Precision Medicine. When Machines Become Smarter Than Doctors

Monday, November 4, 2019

A doctor’s diagnosis may be wrong. And, just like in the case of other industries, it sometimes is. The problem is, however, that in the case of healthcare, this topic is a taboo that most people tend to avoid like fire. This is a mistake. Although medicine requires precision, no doctor is an infallible oracle. Several years of studies, which are followed by long internships, are an unquestionably rigorous training process for anyone who would like to protect the lives and well-being of others. From the very onset of their careers, such people follow the Hippocratic oath and do everything in their power to help those in need, and, above all, do no harm. The fact that the outcomes of their actions are sometimes far from those intended is a result of inherent human weaknesses that no person can escape, i.e. the limited capacity regarding memorising and processing information, as well as making biased decisions, and, occasionally, being guided by the wrong principles. In healthcare, this may lead to severe errors, the scale of which largely remain unknown.

Artificial intelligence has no limitations characteristic of the human brain

We only ever rely on estimates: 1,500,000 people died worldwide due to an incorrect diagnosis or a complete lack thereof. A recent study by John Hopkins University suggests that every year, 250,000 people die due to medical errors in the United States alone. Other reports include figures reaching up to 440,000 deaths annually. As such, this is the third most common cause of death in the world, right after cancer and heart and circulatory system diseases. Nonetheless, it is a disproportionately rarely discussed issue. Back in the day, this topic was avoided since little could be done to improve the state of affairs, apart from introducing checklists and safety procedures.

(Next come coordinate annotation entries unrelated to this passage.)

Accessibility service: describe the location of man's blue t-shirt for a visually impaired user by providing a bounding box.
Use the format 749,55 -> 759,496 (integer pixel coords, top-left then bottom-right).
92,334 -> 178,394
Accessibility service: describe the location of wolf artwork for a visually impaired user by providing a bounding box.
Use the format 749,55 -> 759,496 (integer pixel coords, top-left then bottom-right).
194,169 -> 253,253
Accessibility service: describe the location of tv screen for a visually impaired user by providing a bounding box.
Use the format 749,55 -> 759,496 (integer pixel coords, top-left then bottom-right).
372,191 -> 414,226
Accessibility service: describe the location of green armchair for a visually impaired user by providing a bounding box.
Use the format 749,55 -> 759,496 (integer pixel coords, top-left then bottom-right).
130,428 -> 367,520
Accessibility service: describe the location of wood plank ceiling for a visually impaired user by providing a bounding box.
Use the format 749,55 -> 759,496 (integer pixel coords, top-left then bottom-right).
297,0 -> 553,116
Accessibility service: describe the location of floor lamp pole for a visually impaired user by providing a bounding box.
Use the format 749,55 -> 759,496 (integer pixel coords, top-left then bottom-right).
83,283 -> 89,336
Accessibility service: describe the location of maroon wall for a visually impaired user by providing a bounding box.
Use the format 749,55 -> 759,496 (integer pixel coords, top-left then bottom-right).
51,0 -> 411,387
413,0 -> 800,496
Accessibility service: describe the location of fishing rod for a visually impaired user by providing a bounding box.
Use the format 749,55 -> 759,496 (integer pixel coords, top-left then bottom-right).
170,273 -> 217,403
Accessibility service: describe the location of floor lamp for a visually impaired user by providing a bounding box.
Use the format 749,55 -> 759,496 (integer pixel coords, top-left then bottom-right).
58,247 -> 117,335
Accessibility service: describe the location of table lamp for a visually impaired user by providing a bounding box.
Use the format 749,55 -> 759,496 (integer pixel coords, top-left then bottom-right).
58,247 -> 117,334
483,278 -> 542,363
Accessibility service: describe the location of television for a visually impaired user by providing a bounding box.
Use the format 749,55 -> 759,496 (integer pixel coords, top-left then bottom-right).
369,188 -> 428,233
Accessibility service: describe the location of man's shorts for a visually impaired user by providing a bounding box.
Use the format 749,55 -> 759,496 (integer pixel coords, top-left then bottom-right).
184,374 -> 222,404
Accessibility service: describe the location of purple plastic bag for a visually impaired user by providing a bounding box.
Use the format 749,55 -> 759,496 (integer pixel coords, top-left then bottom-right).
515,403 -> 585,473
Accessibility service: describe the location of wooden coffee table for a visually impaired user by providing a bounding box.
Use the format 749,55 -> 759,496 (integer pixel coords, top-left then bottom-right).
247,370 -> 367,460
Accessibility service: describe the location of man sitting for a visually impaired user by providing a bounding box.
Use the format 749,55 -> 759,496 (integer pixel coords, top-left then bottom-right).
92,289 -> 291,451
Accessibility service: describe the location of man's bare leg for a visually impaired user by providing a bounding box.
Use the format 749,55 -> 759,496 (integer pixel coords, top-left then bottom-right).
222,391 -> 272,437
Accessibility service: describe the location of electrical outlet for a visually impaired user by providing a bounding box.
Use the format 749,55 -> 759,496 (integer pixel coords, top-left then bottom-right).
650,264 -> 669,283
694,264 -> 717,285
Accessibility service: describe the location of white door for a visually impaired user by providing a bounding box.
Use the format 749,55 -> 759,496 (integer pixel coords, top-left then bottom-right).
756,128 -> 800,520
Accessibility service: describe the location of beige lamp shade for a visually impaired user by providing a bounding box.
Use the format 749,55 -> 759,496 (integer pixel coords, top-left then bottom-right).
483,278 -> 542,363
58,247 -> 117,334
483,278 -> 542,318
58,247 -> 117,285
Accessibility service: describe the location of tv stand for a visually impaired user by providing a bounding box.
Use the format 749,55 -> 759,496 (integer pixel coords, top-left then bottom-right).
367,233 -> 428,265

Accuracy beyond the capabilities of the human brain

But today, a new ally has arrived on the scene. One that can help us diagnose patients and prepare treatments with the utmost precision. Artificial intelligence has no limitations characteristic of the human brain. It can absorb infinite amounts of data, analyse and compare it meticulously, and draw conclusions based on the entirety of the available knowledge. More importantly, AI can do all of this with speed and precision that no human can. Machines can perform calculations while people can feel and think creatively. It is computers that should be given some of the competencies in regard to diagnosis and treatment, as they have access to the aggregate data concerning all 30,000 of the known diseases, whereas a typical doctor can only recognise up to 500 of them. A doctor and an AI can form a team that will be able to finally eliminate a plethora of mistakes and omissions plaguing the healthcare sector by combining hard scientific evidence with intuition and elements of humanism. Hence, there exists no rational justification to delay the widespread use of AI tools in the world of medicine, where they will be able to minimise the scale of human errors significantly. Medical errors should be at the very end of the statistics of causes of death.

Trust the algorithms

Technology companies all around the world are working tirelessly on ever-improving artificial intelligence tools for medical applications. An excellent example of such tools is symptom checkers, which are AI-based systems that analyse the patient’s symptoms and search for their potential causes in medical databases. The primary advantage of such tools is their ability to access up-to-date knowledge quickly. The downside is the fact that they still cannot access patients’ medical records and, quite predictably, cannot carry out physical examinations either.

Regardless of these limitations, these tools have already allowed some patients to discover the type of medical condition that they had been suffering from, often for years, without a proper diagnosis available. The second category of AI solutions is clinical decision support systems. Artificial intelligence can suggest the best therapy options which have worked well for other patients. For example, IBM Watson offers such advice in cancer treatment. And although its use has not yet resulted in a significant medical breakthrough, its effectiveness will undoubtedly rapidly increase with the progressing digitisation of healthcare data and the improving information exchange process between individual medical centres.

Refusing to use the best available methods which can save human lives is quite simply unethical. Similarly, it is just as immoral to sweep the problem of diagnostic and medical errors under the proverbial rug, especially at a time when we finally have the tools needed to reduce their frequency significantly.